As if it isn't hard enough keeping track of all the next-gen Wi-Fi terms (802.11n, draft-n, and so on), you then have to figure out what the heck they mean. In the Wi-Fi space, draft-n is the new, faster, stronger, more reliable form of Wi-Fi. More than 25 percent of the Wi-Fi devices shipped in 2008 supported draft-n, says Edgar Figueroa, executive director of the Wi-Fi Alliance. He points to ABI research that estimates by 2012, 90 percent of all devices will support it.
Fortunately, old and new versions can work and play in harmony. So while "there probably won't be a time when it'll be absolutely necessary to upgrade," says Figueroa, "the market is naturally moving toward the best technology." And next-gen is where it's at.
Draft-n gear can provide significant improvements to your network, including five times the throughput (up to 250 Mbps) and twice the range (up to 200 meters). So if you're trying to decide if it's time to upgrade your office to draft-n Wi-Fi, consider these questions:
- Do you have 15 or more employees using entry-level gear or 40 or more employees using enterprise-level gear?
- Are you expanding your office size?
- Does your office setup have hard-to-reach coverage areas--for example, numerous floors or rooms within a building?
- Do you frequently use real-time or high-bandwidth applications, such as web conferencing, VoIP or streaming HD video?

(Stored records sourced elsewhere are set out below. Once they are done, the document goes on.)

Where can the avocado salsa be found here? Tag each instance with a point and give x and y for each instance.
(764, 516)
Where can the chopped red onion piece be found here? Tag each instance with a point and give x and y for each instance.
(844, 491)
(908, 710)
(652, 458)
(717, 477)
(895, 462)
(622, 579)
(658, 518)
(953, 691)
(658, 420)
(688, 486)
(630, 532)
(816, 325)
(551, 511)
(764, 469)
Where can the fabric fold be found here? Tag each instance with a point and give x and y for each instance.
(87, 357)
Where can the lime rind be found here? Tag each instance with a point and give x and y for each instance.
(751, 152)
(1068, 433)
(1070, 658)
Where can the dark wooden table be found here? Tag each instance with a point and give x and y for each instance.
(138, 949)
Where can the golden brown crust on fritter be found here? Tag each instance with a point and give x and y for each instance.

If you answered yes to any of these questions, then it might be time to upgrade. The good thing about draft-n is that it's backward compatible, meaning it works with previous versions (and vice versa). This allows for an easier, gradual transition. So if you're not in the financial position to upgrade all your Wi-Fi devices at once--who is really?--you can switch out a few, or even just one, at a time, Figueroa explains. "Yet that device offers benefits to all the old devices already using the network."